FeX32 and thirty35five,

Thanks for your help.

Could you please suggest some online resources or textbooks with which I could study tire load sensitivity, elastic/inelastic weight transfer, etc?

Is "Race Car Vehicle Dynamics" by Milliken & Milliken appropriate, or perhaps some of Carroll Smith's texts?

Also, I would greatly appreciate it if someone could state the "many reasons" that lower unsprung mass is beneficial.

- Regards, Kronos1.

 

[thirty35five]

The books you listed are great references. The Carroll Smith books (Tune to Win, Engineer to Win, etc.) are very easy to read and cover the basics in a qualitative way non-engineers can understand. The Milliken book lies on the other end of the spectrum as it is a much more thorough and quantitative treatment of vehicle dynamics. Don't forget the Internet.

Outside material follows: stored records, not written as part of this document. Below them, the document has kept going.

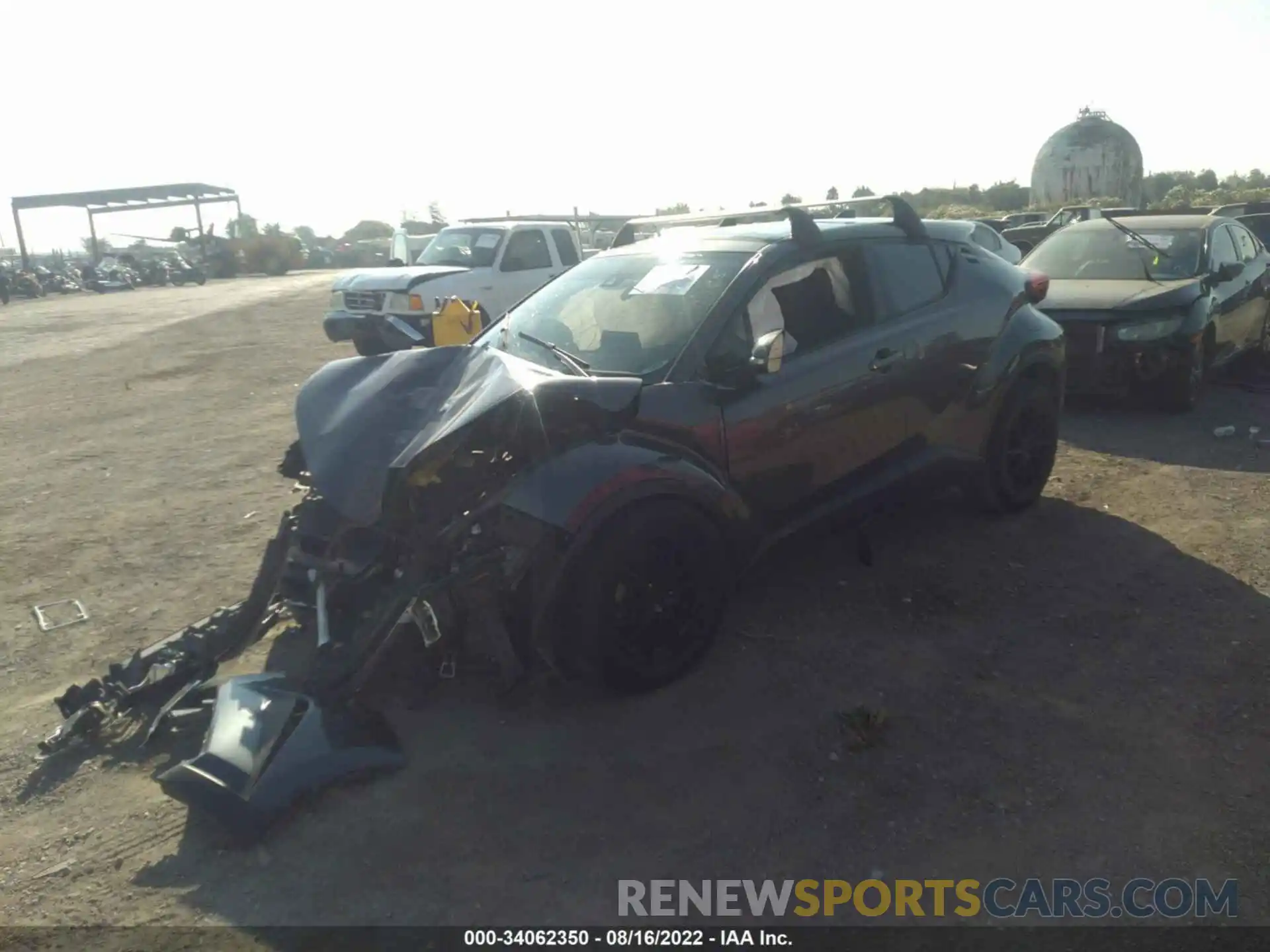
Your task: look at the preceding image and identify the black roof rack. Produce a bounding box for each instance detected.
[612,196,926,247]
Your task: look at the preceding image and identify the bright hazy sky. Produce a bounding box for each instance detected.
[0,0,1270,249]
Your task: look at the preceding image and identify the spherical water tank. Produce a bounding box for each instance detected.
[1031,109,1142,206]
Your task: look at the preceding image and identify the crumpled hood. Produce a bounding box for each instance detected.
[330,264,471,291]
[296,344,643,526]
[1040,278,1203,319]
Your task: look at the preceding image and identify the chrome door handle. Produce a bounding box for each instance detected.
[868,346,904,373]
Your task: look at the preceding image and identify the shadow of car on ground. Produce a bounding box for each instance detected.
[111,499,1270,935]
[1062,362,1270,472]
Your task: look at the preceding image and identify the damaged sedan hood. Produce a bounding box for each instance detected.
[330,264,471,291]
[296,345,643,526]
[1040,278,1203,311]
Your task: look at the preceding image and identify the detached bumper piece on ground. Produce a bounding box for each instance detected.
[40,513,416,835]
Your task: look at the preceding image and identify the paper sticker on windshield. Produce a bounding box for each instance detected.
[1126,232,1173,249]
[631,264,710,294]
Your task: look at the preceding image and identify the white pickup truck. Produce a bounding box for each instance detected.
[323,221,581,356]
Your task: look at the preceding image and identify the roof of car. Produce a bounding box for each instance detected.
[1063,214,1223,231]
[603,218,974,257]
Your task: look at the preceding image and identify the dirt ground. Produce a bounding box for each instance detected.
[0,276,1270,927]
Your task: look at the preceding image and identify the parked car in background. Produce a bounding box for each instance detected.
[950,221,1024,264]
[1023,214,1270,410]
[323,221,581,356]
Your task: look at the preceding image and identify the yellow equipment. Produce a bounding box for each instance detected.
[432,297,485,346]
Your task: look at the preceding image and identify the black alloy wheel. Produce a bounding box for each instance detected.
[558,499,730,690]
[1160,335,1208,413]
[976,379,1059,513]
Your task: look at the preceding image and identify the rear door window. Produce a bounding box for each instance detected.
[865,241,945,324]
[974,225,1001,251]
[551,229,578,268]
[1209,225,1240,270]
[1227,225,1257,262]
[500,229,551,272]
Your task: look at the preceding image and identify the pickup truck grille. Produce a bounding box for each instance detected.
[344,291,384,311]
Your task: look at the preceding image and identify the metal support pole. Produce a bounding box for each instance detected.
[87,208,102,268]
[13,206,30,269]
[194,198,207,264]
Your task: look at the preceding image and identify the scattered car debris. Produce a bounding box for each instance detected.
[838,705,886,750]
[30,598,87,631]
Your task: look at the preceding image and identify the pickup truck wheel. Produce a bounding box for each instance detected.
[560,500,729,692]
[1157,334,1208,413]
[976,379,1059,513]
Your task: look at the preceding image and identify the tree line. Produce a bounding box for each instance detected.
[657,169,1270,217]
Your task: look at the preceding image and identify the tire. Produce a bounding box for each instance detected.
[1157,334,1208,413]
[976,379,1059,513]
[353,338,392,357]
[556,499,732,693]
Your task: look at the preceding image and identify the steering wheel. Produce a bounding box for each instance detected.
[1076,258,1115,278]
[529,317,578,353]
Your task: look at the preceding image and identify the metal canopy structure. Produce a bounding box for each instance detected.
[13,182,243,268]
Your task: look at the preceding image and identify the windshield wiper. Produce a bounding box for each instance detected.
[1103,214,1168,284]
[516,330,591,377]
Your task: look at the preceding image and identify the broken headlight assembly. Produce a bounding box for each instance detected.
[1115,315,1185,342]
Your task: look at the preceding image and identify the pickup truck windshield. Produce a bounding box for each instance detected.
[480,251,752,377]
[415,229,503,268]
[1024,229,1204,280]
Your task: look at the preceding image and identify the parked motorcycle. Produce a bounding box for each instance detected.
[80,264,132,294]
[13,270,48,299]
[169,255,207,287]
[137,259,171,288]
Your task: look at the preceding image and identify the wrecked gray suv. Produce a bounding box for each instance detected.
[42,199,1064,833]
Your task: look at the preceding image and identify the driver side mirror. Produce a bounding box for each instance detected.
[1213,262,1244,283]
[749,330,785,373]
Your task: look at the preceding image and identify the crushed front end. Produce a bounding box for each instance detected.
[40,346,639,835]
[1050,311,1194,396]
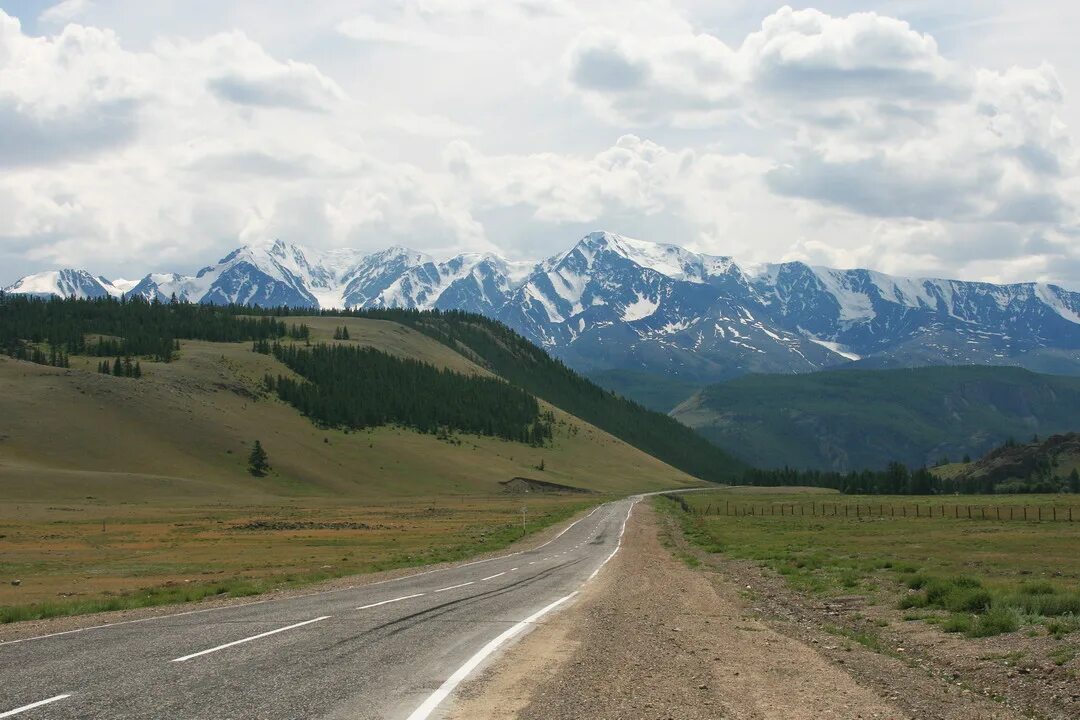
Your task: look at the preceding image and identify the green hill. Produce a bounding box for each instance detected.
[672,366,1080,472]
[0,296,738,500]
[589,370,704,412]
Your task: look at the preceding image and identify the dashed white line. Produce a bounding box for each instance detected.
[0,693,71,718]
[172,615,330,663]
[0,505,603,646]
[435,580,473,593]
[356,593,423,610]
[408,590,578,720]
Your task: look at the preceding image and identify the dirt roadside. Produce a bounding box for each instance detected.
[449,503,1021,720]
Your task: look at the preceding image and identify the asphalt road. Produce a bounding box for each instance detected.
[0,499,634,720]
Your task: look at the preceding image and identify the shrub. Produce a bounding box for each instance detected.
[941,613,974,633]
[968,607,1020,638]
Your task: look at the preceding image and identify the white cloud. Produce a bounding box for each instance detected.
[0,0,1080,287]
[38,0,94,25]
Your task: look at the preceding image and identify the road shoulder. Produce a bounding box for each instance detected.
[449,503,954,720]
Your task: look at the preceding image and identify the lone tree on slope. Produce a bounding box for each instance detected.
[247,440,270,477]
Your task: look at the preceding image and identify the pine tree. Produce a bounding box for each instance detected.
[247,440,270,477]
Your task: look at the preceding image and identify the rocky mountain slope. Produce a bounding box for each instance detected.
[6,232,1080,382]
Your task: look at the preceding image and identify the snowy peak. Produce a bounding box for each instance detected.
[6,232,1080,381]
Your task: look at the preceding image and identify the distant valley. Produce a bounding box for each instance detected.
[5,232,1080,388]
[672,367,1080,472]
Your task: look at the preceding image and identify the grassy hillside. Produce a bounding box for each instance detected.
[0,318,691,500]
[589,370,703,412]
[361,310,744,481]
[0,317,700,622]
[673,367,1080,471]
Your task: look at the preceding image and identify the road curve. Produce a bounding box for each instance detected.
[0,499,636,720]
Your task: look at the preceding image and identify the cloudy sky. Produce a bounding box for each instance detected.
[0,0,1080,288]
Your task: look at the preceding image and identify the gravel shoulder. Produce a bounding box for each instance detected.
[449,503,915,720]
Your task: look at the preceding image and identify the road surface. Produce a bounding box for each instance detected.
[0,499,635,720]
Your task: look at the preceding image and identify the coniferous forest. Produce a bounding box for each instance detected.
[0,294,298,367]
[253,341,554,446]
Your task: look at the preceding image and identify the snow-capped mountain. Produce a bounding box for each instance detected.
[6,232,1080,381]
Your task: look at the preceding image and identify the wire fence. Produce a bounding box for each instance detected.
[672,495,1080,522]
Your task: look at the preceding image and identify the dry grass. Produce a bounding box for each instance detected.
[0,317,698,616]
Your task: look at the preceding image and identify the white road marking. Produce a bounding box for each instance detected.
[356,593,423,610]
[0,693,71,718]
[0,505,617,647]
[585,500,637,583]
[173,615,330,663]
[407,590,578,720]
[532,505,604,551]
[435,580,473,593]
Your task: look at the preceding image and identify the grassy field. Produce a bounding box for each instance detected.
[663,488,1080,636]
[0,317,700,621]
[0,495,598,623]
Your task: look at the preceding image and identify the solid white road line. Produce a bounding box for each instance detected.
[0,505,603,646]
[0,693,71,718]
[585,500,637,583]
[408,590,578,720]
[532,505,604,552]
[173,615,329,663]
[356,593,423,610]
[435,580,475,593]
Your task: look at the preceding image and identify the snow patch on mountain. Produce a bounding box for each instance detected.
[807,335,863,361]
[622,293,660,323]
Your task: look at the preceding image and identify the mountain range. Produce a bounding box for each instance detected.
[4,232,1080,382]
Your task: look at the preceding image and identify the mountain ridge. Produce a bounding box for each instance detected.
[6,232,1080,382]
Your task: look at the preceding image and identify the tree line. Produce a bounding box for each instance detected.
[742,462,1080,495]
[253,340,554,446]
[97,355,143,378]
[0,293,310,364]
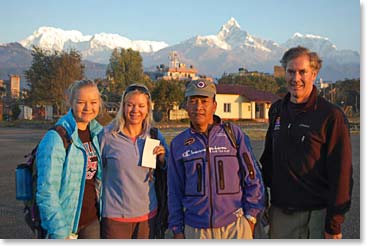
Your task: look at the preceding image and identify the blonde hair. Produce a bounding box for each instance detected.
[67,80,103,114]
[112,84,153,137]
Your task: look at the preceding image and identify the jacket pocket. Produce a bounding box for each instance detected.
[214,156,241,195]
[184,158,205,196]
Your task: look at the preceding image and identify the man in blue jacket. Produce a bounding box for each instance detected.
[168,80,264,239]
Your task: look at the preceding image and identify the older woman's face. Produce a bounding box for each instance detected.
[72,86,101,125]
[124,92,149,125]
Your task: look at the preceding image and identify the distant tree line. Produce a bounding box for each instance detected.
[218,74,287,96]
[25,46,360,120]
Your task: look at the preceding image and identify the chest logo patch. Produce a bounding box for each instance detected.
[274,116,280,130]
[184,138,195,146]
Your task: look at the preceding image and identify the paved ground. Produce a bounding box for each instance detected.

A few reasons... Lowering unsprung mass can reduce tire load variation. Lowering it also shifts the distribution between elastic WT (which can be manipulated with your spring/damper system) and inelastic WT (which is a function of unsprung mass, among other things). Controlling, adjusting, tuning your elastic WT is easier to do than controlling your inelastic WT - of which would you rather have more?

Obviously, lowering mass ANYWHERE on your car is a good thing, provided the weight savings doesn't have a significantly negative effect on other parameters (camber compliance being a specific example). If it does have a significant effect, how do you analytically determine the best compromise?

A disclaimer - I am by no means an expert on the subject. Just my $0.02.